I have not quite figured out how to simulate the capsule behavior (changing capacitance with amplitude) from the previous THD discussion, but it seems like these two phenomena of changing capsule capacitance and changing effective resistance could interact. I am curious to know if the magnitude approaches anything like audible. If the resulting distortion is 130dB below signal levels it becomes just an academic curiosity.

I found it easier in the end to just do acoustic testing as there were also many discussions about capsule distortion. I'm having issues getting any audible distortion. It seems THD is dominated by biasing, rest of the circuit, output transformer, usual stuff. I am guessing that is why specified THD published by most manufacturers is gotten by just injecting signal into the circuit. To me it doesn't seem anything significant is happening THD wise in capsule to gate section. Haven't tested with diode gate biasing.

 

[terry setter]

There is no need for bootstrapping. High ohmic value of reverse bias is an intrinsic characteristic of a PN junction.

Can you be more specific here?
"lower noise of a diode pair" compared to what?
"increase in shot noise" resulting from what?

What type of tubes can operate with such high valu grid resistors? You typical 12AX7 or EF86 gets crazy with these values. Not to mention leakage from coupling caps.f

Biasing how? You mean as a replacement for the grid resistor?

Hi, sorry to present such an unclear description of my points. I'll try again:
In condenser mics, the impedance of the capsule is so high (multiple gig Ohms) that using "small" resistors like the typical 100K you might find on a typical circuit using a12AX7 or EF86 prohibits the capsule from being able to deliver a usable frequency response or any significant signal. The older "classic" tube mics used between 60 and 150 Meg grid resistors. Noise drops and low frequency response extends as the grid resistor value is increased, but at around 3G, the Shot noise (which, in this case I understand to be a function of electron movement related to grid leak) ramps up significantly and you lose the benefit of the high value grid resistor. There are a number of successful tube mics on the market that use 1G or more on the grid. Here's a link about Shot noise:
https://www.electronics-notes.com/articles/basic_concepts/electronic-rf-noise/shot-noise-what-is.php
To bias the tube in many of my plate-loaded microphone designs, I use a diode (or, more often two) beneath the cathode. The cathode goes to the positive side of a diode. Then the negative side of that diode goes to the positive side of a second diode - if higher bias voltage is desired - and the final diode's negative side goes to ground. No resistor, no bypass cap(s). It's way quieter than using resistors and it adds no phase shift as is associated with bypass caps when used in conjunction with a resistor on the cathode of a tube. Each diode is good for .5-1.0V of bias voltage on the cathode, depending on the particular diode selected. UF4007s are good for .5V each, and Shottky diodes fall somewhere between .8 and 1.3V each. Don't try this with LEDs. They're noisy and also they are impacted by light entering the LED.

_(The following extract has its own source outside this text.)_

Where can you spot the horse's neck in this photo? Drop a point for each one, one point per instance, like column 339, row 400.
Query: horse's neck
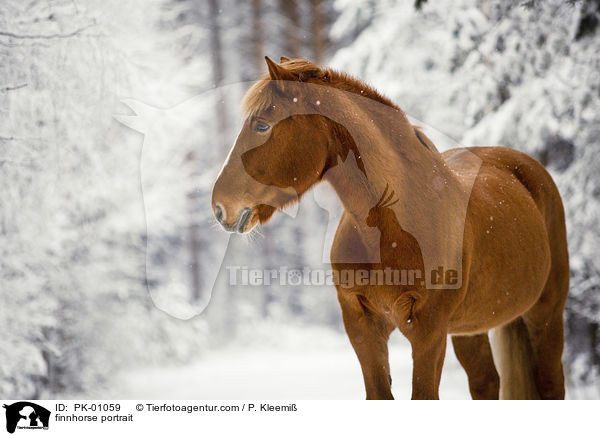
column 418, row 176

When I started reading this thread, I was thinking there might be a way to use a diode/s in place of the high value grid resistor, but it seems that buying a two or three gig resistor will be way simpler, as well as possibly cheaper, and not lift the resistance so high that my circuit loses noise performance.

 

[abbey road d enfer]

When I started reading this thread, I was thinking there might be a way to use a diode/s in place of the high value grid resistor, but it seems that buying a two or three gig resistor will be way simpler, as well as possibly cheaper, and not lift the resistance so high that my circuit loses noise performance.

The reason for replacing the Gohm resistor(s) is that they are generally expensive, often bulky, and hard to find. Unless trying to use diodes made out of unobtainium and forged by vestal virgins, diodes are cheaper.
However, grid current in vacuum tubes, which is much higher (about 100x) than leakage gate current in FET's, makes it impractical. You are right, it results in increased noise, which is not compensated by the low-frequency shift of the KTC noise spectrum.
In addition, the use of a very large grid resistor results in significant downward shift of the operating point of the tube, which would limit headroom.
Typical grid current of an audio tube is about 100nA, which would suggest about -100V into a 1G resistor, which clearly puts the tube out of its comfort zone.

 

[thor.zmt]

Would simulation likely do a good job analyzing the in circuit behavior?

That will depend entirely on how realistic the simulation is.

I have not quite figured out how to simulate the capsule behavior (changing capacitance with amplitude)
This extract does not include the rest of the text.